Le Sénat a mis un point final au projet de loi de réforme sur la formation professionnelle le 23 septembre dernier, reprenant l’essentiel de l’accord national interprofessionnel conclu à l’unanimité par les partenaires sociaux début janvier . « Cette réforme s’articule en cinq points essentiels », commente Philippe Jean, chargé d’études à Id3, cette structure de formation et de conseil organisant un colloque dédié à la réforme jeudi prochain à Toulouse.
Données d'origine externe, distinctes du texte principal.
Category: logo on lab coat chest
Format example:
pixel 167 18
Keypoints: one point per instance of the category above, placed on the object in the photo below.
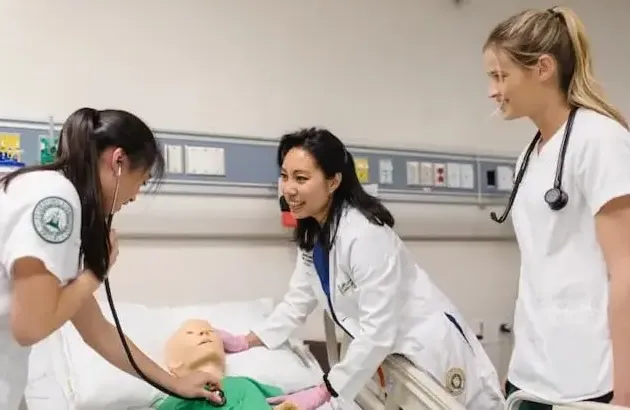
pixel 346 287
pixel 455 381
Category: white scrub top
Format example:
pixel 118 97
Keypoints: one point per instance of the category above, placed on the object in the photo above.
pixel 40 217
pixel 562 350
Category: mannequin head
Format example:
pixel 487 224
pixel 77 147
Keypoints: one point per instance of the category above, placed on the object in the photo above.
pixel 195 346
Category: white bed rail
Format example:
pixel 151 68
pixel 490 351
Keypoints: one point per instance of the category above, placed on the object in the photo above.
pixel 411 388
pixel 515 399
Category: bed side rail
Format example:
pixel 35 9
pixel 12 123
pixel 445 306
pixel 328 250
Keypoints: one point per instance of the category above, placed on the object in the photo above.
pixel 411 388
pixel 515 399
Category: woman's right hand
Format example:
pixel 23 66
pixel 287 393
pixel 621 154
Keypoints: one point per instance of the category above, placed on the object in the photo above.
pixel 233 343
pixel 113 253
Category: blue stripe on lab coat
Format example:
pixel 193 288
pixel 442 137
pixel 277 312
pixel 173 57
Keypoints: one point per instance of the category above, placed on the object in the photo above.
pixel 320 259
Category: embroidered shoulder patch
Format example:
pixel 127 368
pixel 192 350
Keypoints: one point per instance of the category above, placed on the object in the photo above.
pixel 53 219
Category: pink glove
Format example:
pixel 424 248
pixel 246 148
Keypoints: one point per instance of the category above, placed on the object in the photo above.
pixel 309 399
pixel 232 343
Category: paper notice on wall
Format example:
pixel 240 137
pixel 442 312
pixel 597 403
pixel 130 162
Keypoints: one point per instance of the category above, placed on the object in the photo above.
pixel 371 189
pixel 10 147
pixel 362 167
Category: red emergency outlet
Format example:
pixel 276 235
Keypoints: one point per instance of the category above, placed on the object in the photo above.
pixel 288 221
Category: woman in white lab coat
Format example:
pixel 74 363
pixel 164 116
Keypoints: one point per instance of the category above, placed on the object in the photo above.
pixel 55 246
pixel 571 213
pixel 351 262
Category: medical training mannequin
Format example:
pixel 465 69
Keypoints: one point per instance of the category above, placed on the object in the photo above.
pixel 351 262
pixel 56 249
pixel 197 346
pixel 571 326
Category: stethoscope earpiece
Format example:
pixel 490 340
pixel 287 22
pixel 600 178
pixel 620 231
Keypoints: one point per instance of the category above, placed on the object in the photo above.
pixel 555 197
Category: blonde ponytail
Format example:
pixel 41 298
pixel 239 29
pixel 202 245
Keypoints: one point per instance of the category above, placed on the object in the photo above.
pixel 584 91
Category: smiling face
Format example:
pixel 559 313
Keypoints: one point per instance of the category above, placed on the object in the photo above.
pixel 513 87
pixel 195 346
pixel 304 185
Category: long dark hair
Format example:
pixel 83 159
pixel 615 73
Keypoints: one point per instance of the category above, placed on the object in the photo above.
pixel 84 136
pixel 332 157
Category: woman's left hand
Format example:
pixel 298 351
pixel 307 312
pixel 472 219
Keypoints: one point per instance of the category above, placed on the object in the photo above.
pixel 199 384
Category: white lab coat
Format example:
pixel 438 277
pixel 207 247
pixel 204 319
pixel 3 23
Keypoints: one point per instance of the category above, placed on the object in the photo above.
pixel 389 305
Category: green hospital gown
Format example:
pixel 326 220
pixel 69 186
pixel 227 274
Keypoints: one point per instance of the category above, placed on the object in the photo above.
pixel 241 393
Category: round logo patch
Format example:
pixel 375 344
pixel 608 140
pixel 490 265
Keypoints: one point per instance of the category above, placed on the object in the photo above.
pixel 53 219
pixel 455 381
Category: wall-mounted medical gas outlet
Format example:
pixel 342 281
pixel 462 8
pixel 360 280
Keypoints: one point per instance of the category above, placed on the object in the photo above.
pixel 505 178
pixel 426 174
pixel 219 164
pixel 467 176
pixel 453 177
pixel 385 172
pixel 413 174
pixel 439 175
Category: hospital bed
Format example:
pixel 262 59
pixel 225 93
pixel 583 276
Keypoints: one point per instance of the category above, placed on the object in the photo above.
pixel 405 386
pixel 65 374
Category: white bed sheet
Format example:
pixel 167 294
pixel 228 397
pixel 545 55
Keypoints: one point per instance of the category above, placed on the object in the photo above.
pixel 61 364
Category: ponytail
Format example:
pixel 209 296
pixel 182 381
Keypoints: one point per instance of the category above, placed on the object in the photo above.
pixel 78 153
pixel 583 89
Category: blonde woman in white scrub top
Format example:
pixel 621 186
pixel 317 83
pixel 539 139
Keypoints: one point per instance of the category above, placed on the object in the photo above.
pixel 571 213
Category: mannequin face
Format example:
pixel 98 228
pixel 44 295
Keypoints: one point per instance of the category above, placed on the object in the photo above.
pixel 195 346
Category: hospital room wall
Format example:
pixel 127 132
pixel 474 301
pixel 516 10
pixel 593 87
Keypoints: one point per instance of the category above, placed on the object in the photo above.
pixel 400 73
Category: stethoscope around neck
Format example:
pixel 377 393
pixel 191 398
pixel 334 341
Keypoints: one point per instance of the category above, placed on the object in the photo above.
pixel 555 197
pixel 121 333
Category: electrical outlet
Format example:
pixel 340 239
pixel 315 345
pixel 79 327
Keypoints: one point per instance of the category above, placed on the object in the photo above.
pixel 426 174
pixel 412 173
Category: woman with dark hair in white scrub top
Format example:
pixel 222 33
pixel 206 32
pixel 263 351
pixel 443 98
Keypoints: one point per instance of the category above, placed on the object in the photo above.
pixel 571 213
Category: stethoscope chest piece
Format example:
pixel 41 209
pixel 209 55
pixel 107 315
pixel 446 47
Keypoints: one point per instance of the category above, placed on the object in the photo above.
pixel 556 198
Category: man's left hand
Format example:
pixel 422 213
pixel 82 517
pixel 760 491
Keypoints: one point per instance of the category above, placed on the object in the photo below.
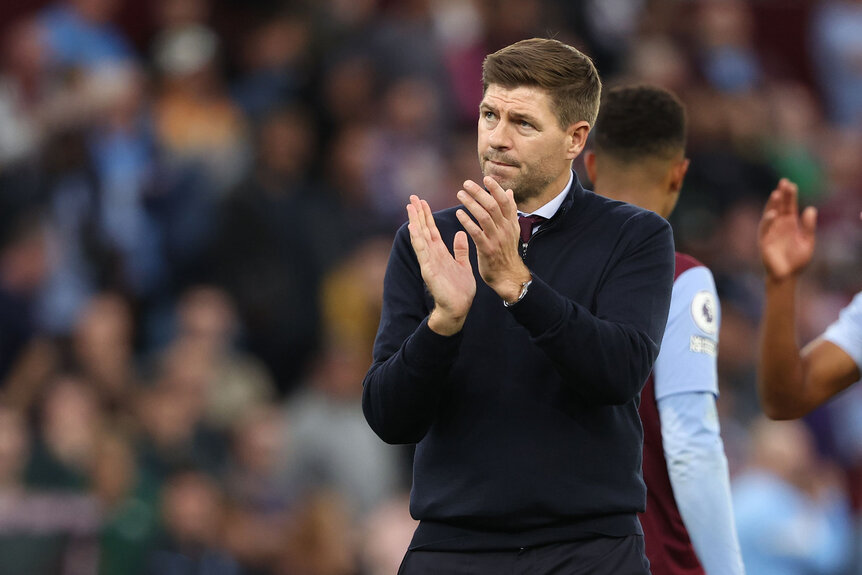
pixel 496 236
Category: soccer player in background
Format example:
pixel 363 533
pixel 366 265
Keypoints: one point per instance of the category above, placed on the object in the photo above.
pixel 639 157
pixel 793 382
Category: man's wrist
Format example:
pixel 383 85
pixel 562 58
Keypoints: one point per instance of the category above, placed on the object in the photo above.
pixel 445 324
pixel 510 289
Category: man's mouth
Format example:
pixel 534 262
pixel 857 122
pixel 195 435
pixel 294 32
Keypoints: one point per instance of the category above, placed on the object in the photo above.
pixel 502 164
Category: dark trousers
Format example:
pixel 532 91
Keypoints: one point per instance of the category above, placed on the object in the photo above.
pixel 601 556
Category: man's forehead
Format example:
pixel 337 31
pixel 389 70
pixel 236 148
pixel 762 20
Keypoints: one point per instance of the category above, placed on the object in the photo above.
pixel 519 98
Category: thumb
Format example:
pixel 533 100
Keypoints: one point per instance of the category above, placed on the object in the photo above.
pixel 461 249
pixel 809 220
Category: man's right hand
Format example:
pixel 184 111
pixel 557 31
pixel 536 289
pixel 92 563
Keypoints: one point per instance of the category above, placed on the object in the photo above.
pixel 449 279
pixel 786 240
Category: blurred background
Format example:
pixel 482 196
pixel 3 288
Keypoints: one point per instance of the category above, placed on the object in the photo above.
pixel 197 200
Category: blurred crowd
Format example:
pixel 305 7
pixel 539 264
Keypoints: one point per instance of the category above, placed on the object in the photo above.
pixel 197 200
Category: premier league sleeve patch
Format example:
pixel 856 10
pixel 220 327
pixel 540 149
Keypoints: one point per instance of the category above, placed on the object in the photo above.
pixel 704 312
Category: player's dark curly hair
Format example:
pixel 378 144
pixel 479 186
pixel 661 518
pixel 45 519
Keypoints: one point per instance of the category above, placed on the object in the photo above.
pixel 640 121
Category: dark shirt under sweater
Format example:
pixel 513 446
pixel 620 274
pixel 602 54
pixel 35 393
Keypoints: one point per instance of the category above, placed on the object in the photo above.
pixel 526 422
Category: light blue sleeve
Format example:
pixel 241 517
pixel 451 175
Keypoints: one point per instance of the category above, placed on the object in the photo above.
pixel 700 479
pixel 846 332
pixel 687 360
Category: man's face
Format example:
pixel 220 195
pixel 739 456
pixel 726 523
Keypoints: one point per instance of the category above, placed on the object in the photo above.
pixel 521 144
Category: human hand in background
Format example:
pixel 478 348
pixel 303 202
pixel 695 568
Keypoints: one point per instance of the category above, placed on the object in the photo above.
pixel 785 238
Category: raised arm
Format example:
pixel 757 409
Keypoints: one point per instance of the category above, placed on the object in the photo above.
pixel 792 382
pixel 415 349
pixel 609 353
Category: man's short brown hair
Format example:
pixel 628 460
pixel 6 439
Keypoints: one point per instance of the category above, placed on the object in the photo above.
pixel 567 74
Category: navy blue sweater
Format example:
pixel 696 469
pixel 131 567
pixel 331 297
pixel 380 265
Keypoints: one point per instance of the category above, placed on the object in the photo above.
pixel 526 422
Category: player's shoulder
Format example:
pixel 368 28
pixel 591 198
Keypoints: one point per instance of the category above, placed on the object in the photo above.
pixel 685 262
pixel 627 219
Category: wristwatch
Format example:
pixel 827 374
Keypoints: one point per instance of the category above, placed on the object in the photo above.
pixel 524 287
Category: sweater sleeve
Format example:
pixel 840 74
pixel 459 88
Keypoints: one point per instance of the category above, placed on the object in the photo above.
pixel 607 352
pixel 403 388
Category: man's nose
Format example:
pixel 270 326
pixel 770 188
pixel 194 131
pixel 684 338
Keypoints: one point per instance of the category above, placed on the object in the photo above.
pixel 500 137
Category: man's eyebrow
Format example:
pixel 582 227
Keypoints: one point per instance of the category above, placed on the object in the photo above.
pixel 514 115
pixel 523 116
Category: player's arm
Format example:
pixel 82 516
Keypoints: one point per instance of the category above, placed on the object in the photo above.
pixel 686 384
pixel 792 382
pixel 700 478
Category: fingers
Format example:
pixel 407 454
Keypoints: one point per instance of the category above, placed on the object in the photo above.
pixel 416 228
pixel 504 199
pixel 494 202
pixel 768 219
pixel 472 227
pixel 789 197
pixel 461 248
pixel 809 221
pixel 429 221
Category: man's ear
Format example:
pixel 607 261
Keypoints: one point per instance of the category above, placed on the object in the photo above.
pixel 677 175
pixel 577 138
pixel 590 165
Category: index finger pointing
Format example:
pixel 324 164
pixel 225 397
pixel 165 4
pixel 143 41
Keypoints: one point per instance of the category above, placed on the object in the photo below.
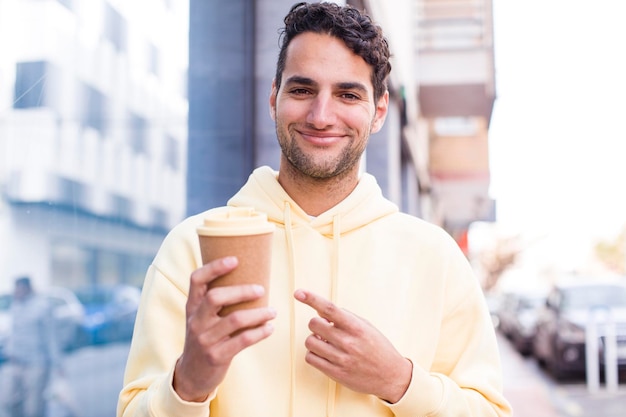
pixel 325 308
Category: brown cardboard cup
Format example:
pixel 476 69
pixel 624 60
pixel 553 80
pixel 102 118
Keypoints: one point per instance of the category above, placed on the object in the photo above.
pixel 246 234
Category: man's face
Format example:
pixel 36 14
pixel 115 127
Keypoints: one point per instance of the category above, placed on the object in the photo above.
pixel 325 109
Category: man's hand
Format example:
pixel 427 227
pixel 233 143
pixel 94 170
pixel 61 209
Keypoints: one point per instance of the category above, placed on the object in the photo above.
pixel 354 353
pixel 209 343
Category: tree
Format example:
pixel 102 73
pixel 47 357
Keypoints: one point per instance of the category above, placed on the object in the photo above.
pixel 612 253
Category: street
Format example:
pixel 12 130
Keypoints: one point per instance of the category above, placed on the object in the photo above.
pixel 533 393
pixel 95 378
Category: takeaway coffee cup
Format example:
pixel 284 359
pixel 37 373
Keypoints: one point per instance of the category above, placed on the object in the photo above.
pixel 246 234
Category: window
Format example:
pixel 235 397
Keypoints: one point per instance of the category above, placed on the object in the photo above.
pixel 153 59
pixel 138 134
pixel 172 153
pixel 115 28
pixel 30 83
pixel 69 4
pixel 94 115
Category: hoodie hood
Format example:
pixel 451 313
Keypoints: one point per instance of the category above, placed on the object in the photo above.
pixel 364 205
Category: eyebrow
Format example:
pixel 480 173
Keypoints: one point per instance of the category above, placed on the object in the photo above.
pixel 348 85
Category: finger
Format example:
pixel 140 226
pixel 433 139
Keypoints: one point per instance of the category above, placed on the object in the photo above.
pixel 244 339
pixel 324 307
pixel 237 321
pixel 322 328
pixel 201 277
pixel 216 298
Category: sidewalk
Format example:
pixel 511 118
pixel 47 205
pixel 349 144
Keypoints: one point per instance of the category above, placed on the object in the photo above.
pixel 532 396
pixel 529 395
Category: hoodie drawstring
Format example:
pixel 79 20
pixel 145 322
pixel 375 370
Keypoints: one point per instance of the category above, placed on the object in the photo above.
pixel 332 384
pixel 292 308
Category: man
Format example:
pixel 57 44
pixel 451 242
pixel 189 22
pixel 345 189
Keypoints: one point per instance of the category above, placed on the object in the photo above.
pixel 372 312
pixel 33 353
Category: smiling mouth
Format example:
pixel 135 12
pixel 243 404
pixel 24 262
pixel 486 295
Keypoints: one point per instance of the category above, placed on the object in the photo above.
pixel 321 139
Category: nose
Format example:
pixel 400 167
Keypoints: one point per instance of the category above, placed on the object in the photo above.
pixel 322 112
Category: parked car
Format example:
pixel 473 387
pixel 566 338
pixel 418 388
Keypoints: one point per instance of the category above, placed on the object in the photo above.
pixel 110 312
pixel 559 342
pixel 518 315
pixel 68 315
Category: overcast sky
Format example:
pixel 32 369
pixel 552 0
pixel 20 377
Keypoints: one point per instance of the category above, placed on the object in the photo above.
pixel 558 132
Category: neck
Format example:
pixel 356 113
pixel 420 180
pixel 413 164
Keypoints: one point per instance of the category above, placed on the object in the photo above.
pixel 316 195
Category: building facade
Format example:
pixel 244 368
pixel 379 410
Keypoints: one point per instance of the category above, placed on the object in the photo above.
pixel 93 111
pixel 120 117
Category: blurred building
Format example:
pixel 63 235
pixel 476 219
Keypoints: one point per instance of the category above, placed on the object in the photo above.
pixel 93 114
pixel 431 157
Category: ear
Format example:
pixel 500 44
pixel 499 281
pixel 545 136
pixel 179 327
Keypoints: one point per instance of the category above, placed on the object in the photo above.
pixel 381 112
pixel 273 94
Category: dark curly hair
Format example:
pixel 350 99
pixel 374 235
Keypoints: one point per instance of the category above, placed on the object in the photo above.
pixel 354 28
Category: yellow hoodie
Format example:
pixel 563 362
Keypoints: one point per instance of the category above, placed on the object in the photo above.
pixel 405 276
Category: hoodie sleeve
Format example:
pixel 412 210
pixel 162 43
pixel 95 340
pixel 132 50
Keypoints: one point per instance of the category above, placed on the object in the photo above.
pixel 159 334
pixel 466 376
L’une des « grandes avancées » de cette réforme est la création d’un Fonds de sécurisation des parcours professionnels (FPSPP) dont le but est de former chaque année 200.000 chômeurs de plus et 500.000 salariés peu qualifiés, notamment dans les petites entreprises. « Pour l’heure, nous ne disposons pas de chiffre en région », souligne Philippe Jean, qui estime que ce fonds « décloisonne les statuts et considère l’individu par son projet professionnel ».
La seconde mesure phare est la portabilité du droit individuel à la formation (DIF). Crée en 2004, le DIF ne s’est pas imposé dans les entreprises. Selon une étude du groupe de formation Cegos, publiée mardi dernier, non seulement plus d’un salarié sur deux (52%) affirme n’avoir bénéficié d’aucune formation au cours des 3 dernières années, mais seuls 29 % des personnes interrogées connaissent ce droit, 52 % en ont entendu parler et 19 % l’ignorent. Et pourtant le DIF permet à tous les salariés à temps complet d’acquérir un crédit annuel de 20 heures de formation, cumulables sur six ans. « La réforme permet aux employés d’utiliser toujours leur DIF dans leur entreprise, mais aussi au Pôle emploi s’il se retrouvent au chômage ou dans une nouvelle entreprise s’ils ont quitté celle dans laquelle ils avaient acquis leur crédit », souligne Philippe Jean.
Par ailleurs, un portail web et une plate-forme téléphonique devraient être prochainement mis en ligne. Ils permettront aux salariés de s’orienter dans le maquis des 1.200 organismes de formation existants. Enfin, le texte encadre le fonctionnement des OPCA, les organismes qui collectent et redistribuent les cotisations des employeurs en matière de formation (voir notre rubrique "Jargon"). Seuls ceux qui récoltent plus de 100 millions d’euros par an pourront désormais subsister. A cela, Philippe Jean ajoute une 5e mesure importante : la préparation opérationnelle de l’emploi (POE). Elle est destinée aux chômeurs susceptibles d’occuper un poste proposé par Pôle emploi.